The House Appropriations Committee advanced without objection a spending plan that would allocate nearly $1.2 billion of federal aid dollars from a COVID-19 relief act to prevent harsh budget cuts that many Louisianans feared would be a byproduct of the pandemic.
The plan would not only balance this year’s budget but also alleviate much of the nearly $900 million in budget cuts that legislators had feared would be needed in the next fiscal year, which starts July 1.
But the plan still includes a $22 million cut to higher education, a $40 million cut to the Louisiana Department of Health and smaller cuts to other services. Higher education and healthcare tend to receive the most cuts because the state constitution and laws mandate many other expenditures. TOPS scholarships, however, would remain fully funded.

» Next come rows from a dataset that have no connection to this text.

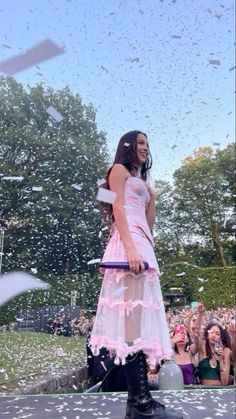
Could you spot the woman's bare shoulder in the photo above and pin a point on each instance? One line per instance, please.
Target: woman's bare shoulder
(119, 170)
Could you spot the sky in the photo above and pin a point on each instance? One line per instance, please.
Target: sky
(143, 64)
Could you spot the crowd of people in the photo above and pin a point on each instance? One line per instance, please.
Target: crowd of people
(69, 327)
(203, 343)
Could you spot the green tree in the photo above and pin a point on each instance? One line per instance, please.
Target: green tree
(56, 229)
(204, 197)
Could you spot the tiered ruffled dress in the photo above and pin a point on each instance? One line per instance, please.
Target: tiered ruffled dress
(130, 314)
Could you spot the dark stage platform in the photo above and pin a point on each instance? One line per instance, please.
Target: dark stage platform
(194, 404)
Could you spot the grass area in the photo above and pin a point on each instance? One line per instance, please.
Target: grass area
(28, 356)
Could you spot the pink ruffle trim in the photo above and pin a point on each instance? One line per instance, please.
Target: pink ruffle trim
(152, 274)
(151, 348)
(129, 305)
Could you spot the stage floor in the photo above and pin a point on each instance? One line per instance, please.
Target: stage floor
(193, 404)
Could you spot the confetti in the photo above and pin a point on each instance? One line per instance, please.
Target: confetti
(15, 283)
(41, 52)
(37, 188)
(93, 261)
(18, 178)
(214, 62)
(54, 113)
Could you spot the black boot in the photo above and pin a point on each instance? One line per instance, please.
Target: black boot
(140, 404)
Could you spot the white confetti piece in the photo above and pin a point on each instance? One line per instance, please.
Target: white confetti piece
(37, 188)
(41, 52)
(93, 261)
(214, 62)
(105, 195)
(76, 186)
(18, 178)
(54, 113)
(15, 283)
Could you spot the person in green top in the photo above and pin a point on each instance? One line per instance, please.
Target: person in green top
(214, 355)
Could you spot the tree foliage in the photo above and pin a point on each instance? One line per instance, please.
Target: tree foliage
(196, 219)
(56, 229)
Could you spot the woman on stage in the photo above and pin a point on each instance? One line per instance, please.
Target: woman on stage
(130, 320)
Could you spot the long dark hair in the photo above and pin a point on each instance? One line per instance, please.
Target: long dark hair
(187, 344)
(125, 154)
(224, 336)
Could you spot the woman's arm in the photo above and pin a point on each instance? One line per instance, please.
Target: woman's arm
(117, 179)
(150, 211)
(224, 359)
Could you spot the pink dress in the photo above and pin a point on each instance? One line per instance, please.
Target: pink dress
(130, 314)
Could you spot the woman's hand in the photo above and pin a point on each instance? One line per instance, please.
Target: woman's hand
(135, 262)
(200, 308)
(151, 192)
(178, 338)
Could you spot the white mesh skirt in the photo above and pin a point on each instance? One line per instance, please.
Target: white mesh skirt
(130, 315)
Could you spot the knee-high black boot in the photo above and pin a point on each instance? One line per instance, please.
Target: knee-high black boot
(140, 404)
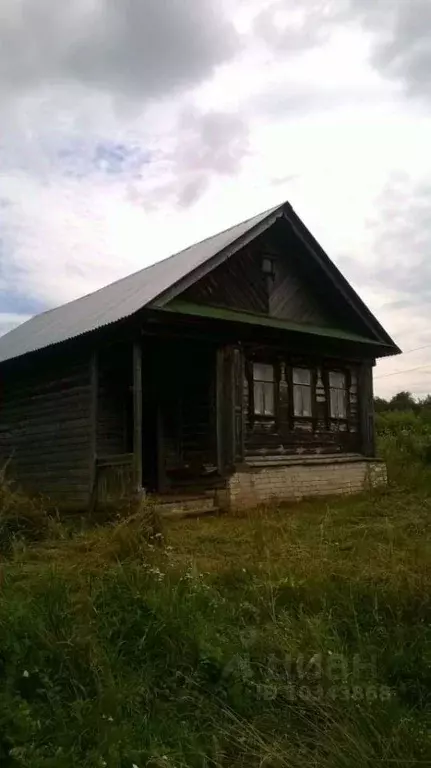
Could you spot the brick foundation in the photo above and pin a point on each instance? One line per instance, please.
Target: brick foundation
(266, 481)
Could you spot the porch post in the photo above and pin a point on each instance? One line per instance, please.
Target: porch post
(137, 416)
(366, 406)
(230, 411)
(94, 391)
(220, 409)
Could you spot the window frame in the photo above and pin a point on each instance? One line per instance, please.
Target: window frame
(311, 387)
(347, 379)
(264, 417)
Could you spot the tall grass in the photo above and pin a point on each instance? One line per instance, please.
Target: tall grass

Edwards had proposed a budget prior to the outbreak that would have boosted funding for higher education by $35 million and added $25 million for early childhood education. He also had proposed $1,000 pay raises for K-12 teachers for the second year in a row.

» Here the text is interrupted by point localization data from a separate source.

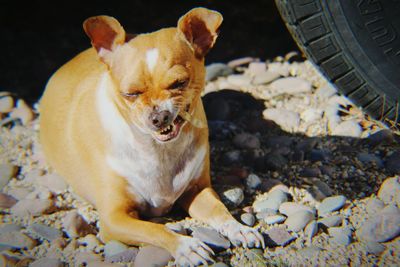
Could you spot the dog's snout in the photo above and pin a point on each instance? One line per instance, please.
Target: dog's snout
(160, 119)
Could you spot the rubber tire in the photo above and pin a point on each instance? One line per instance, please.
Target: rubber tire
(356, 45)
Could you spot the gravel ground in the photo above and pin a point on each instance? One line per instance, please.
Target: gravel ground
(290, 156)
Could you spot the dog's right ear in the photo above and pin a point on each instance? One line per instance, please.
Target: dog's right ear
(104, 32)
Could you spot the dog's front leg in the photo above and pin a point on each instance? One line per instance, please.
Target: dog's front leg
(119, 220)
(204, 204)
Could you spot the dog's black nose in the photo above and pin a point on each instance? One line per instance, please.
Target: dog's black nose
(160, 119)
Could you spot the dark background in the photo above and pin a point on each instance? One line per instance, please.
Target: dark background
(37, 37)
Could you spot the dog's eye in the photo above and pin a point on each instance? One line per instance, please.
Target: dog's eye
(179, 84)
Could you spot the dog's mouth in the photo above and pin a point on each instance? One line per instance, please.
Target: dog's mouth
(171, 131)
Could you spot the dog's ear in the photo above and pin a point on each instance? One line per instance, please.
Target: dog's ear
(104, 32)
(200, 28)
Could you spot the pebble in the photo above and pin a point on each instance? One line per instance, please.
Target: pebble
(246, 141)
(75, 225)
(32, 207)
(291, 86)
(288, 120)
(6, 104)
(289, 208)
(389, 190)
(248, 219)
(6, 201)
(22, 112)
(235, 196)
(16, 240)
(253, 182)
(273, 219)
(278, 237)
(348, 128)
(216, 70)
(311, 230)
(382, 227)
(211, 237)
(298, 220)
(7, 171)
(46, 232)
(128, 255)
(151, 256)
(47, 262)
(331, 221)
(113, 247)
(331, 204)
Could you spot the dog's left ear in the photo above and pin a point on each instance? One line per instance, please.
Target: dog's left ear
(104, 32)
(200, 28)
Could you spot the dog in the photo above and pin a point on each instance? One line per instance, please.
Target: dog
(124, 123)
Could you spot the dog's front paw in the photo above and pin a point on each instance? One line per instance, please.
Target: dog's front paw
(192, 252)
(240, 234)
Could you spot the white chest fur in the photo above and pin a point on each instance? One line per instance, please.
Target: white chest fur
(157, 173)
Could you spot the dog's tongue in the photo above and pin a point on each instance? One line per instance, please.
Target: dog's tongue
(195, 122)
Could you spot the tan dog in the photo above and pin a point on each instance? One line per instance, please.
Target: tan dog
(123, 122)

But he had to drop all those plans for spending increases after the virus hit and the economic shutdown slashed projected tax collections.

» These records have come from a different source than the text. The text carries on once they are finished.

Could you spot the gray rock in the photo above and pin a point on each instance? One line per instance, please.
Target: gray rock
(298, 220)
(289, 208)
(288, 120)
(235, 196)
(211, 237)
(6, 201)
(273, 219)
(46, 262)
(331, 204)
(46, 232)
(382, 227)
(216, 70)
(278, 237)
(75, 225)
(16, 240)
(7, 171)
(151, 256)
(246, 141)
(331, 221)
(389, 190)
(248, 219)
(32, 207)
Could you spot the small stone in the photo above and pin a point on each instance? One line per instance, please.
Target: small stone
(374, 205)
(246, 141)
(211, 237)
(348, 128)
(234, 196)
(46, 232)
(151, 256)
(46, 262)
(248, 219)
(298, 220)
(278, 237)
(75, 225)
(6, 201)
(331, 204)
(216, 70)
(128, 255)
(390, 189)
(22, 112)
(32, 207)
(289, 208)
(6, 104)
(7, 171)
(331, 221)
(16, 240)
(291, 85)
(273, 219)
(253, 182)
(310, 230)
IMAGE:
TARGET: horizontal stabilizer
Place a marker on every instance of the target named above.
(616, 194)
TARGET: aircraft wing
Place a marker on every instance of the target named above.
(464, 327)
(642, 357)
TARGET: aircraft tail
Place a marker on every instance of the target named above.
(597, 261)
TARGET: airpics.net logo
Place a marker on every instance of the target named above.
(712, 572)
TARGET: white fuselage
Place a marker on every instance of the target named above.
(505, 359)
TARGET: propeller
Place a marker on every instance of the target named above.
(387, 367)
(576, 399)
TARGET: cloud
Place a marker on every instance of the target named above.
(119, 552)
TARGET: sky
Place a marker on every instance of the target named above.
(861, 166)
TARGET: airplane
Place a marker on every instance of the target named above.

Edwards and House budget leaders were often at odds in recent years on how to raise and spend money. But Jay Dardenne, Edwards’ commissioner of administration, said he and Rep. Jerome “Zee” Zeringue, R-Houma and the new appropriations chairman, were almost entirely on the same page in their budget plans.
“We agree on a lot more than we disagree,” Dardenne said.
Republicans also were impressed at how Dardenne had figured out how to maximize the revenue that the state could draw from the federal COVID-19 relief act. The money can be used only for virus-related expenditures, and Dardenne said the state will receive $1.8 billion in federal aid.